Lasciò che fosse il silenzio a parlare per lei.
Lasciò che la stanchezza la trasportasse di nuovo, anche se, una volta crollata in un sonno profondo, si pentì subito.
Il suo sogno fu una maledizione per lei.
Flor vagava per un luogo che le sembrò fosse un cimitero, guardandosi intorno circospetta e chiedendosi cosa ci facesse in un posto simile.
Improvvisamente notò i suoi familiari, tutti in lacrime, come quel lontano giorno in cui c'era stato il funerale di Fede. Giorno tanto lontano da poter essere, in teoria, dimenticato, ma Flor non poteva dimenticare che aveva rischiato di perderlo per sempre. Quella storia era il suo costante tormento.
Si avvicinò ad una lapide e vide che tutte le persone che amava erano abbracciate e accarezzavano quella lapide come se fosse stata la cosa più preziosa mai capitata loro tra le mani.
"Perché te ne sei andata così? Perché mi hai lasciata proprio quando potevamo ricominciare da zero? Perché?"

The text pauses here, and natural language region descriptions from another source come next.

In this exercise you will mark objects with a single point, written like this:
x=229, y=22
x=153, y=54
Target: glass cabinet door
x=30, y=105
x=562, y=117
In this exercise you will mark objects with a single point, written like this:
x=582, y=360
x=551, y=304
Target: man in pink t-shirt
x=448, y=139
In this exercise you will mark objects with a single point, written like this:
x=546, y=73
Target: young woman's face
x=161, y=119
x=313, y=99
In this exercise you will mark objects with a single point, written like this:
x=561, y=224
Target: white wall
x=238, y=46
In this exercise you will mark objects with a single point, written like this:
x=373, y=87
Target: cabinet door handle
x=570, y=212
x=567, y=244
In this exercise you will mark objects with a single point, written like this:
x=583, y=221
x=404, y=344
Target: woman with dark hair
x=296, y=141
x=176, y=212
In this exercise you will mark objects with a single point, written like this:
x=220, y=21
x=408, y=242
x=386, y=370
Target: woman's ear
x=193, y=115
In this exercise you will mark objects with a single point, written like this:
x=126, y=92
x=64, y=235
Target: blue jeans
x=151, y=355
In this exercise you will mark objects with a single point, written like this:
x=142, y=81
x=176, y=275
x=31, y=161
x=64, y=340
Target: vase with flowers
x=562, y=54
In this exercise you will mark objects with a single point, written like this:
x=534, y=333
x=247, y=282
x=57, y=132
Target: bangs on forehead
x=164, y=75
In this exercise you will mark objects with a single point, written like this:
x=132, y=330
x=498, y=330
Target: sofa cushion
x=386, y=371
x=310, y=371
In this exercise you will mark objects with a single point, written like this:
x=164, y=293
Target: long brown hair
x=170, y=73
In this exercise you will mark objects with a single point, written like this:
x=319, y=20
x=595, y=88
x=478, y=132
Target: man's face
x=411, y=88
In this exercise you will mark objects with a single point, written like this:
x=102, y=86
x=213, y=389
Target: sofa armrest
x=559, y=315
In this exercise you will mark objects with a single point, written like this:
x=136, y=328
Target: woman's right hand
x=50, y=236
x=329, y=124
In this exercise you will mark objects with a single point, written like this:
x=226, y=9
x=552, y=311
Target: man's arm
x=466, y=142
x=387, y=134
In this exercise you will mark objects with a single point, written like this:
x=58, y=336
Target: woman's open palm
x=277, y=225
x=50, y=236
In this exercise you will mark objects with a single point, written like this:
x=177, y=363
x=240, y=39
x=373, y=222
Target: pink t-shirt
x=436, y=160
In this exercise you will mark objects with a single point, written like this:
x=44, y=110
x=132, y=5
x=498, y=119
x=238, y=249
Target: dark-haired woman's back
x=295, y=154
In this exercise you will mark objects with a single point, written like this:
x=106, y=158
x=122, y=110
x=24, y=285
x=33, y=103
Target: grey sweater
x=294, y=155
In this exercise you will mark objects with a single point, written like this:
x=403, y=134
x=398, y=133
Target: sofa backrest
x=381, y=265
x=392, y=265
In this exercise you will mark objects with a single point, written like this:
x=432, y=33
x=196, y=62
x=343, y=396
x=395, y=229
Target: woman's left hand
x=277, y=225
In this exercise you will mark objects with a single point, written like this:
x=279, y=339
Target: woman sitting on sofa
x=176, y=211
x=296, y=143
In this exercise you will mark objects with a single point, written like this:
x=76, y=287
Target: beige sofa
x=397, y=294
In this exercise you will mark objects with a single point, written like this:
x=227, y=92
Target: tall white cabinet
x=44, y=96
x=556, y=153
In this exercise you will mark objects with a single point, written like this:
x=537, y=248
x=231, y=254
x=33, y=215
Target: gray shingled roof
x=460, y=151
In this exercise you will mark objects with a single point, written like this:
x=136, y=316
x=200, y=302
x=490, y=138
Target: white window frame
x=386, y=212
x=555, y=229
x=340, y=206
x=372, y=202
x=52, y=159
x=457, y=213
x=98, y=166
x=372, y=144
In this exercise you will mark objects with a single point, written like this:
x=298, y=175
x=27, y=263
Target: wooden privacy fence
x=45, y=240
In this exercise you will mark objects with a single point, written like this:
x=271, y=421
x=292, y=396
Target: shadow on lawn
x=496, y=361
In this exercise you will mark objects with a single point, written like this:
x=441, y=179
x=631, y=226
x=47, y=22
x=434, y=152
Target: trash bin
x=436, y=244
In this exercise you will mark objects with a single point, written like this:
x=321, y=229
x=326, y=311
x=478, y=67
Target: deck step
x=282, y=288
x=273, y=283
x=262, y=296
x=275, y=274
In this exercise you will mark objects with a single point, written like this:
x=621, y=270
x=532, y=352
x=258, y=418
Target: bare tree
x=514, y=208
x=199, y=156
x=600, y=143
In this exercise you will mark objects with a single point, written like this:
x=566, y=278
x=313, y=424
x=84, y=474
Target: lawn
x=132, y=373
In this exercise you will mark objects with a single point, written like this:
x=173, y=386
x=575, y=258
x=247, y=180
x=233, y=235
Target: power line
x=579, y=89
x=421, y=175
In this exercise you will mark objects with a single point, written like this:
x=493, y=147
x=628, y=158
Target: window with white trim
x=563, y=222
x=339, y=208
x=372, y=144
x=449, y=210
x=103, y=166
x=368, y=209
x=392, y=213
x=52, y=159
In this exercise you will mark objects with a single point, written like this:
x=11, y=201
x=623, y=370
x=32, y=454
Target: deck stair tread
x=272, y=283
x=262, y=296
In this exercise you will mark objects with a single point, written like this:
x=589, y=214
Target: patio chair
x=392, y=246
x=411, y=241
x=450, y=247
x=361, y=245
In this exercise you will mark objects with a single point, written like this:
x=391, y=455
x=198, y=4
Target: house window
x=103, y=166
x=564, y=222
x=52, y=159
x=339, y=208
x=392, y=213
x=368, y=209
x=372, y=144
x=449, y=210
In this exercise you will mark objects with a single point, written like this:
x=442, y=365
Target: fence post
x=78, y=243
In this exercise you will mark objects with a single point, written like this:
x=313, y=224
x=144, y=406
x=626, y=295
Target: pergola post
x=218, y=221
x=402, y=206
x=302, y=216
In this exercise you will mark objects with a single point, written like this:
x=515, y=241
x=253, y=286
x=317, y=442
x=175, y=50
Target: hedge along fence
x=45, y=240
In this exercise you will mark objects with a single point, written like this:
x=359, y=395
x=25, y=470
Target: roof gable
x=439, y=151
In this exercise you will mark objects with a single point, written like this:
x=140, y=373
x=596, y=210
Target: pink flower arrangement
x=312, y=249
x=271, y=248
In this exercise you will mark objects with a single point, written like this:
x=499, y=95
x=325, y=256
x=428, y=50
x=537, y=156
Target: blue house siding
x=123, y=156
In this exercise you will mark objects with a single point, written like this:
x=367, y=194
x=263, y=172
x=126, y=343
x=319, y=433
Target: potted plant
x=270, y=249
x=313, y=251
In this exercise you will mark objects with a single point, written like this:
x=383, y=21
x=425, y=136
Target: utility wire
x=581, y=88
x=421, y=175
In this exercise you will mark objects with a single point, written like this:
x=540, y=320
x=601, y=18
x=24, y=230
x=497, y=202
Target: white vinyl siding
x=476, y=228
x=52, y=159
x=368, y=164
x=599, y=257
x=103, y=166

Le parole pronunciate da Reina colpirono molto Flor e per un istante pensò di gridare che lei non era andata da nessuna parte... poi percepì una mano passarle attraverso. Era quella di Roberta!
Si avvicinò titubante alla lapide e vide che c'era una foto che la ritraeva e sotto di essa c'era un'iscrizione: "Ciao, Floricienta. Sei parte di noi. Sarai sempre parte di noi: la nostra fata, il nostro piccolo angelo e la nostra protettrice. Il tuo sorriso sarà in noi: la tua voce sarà parte di noi."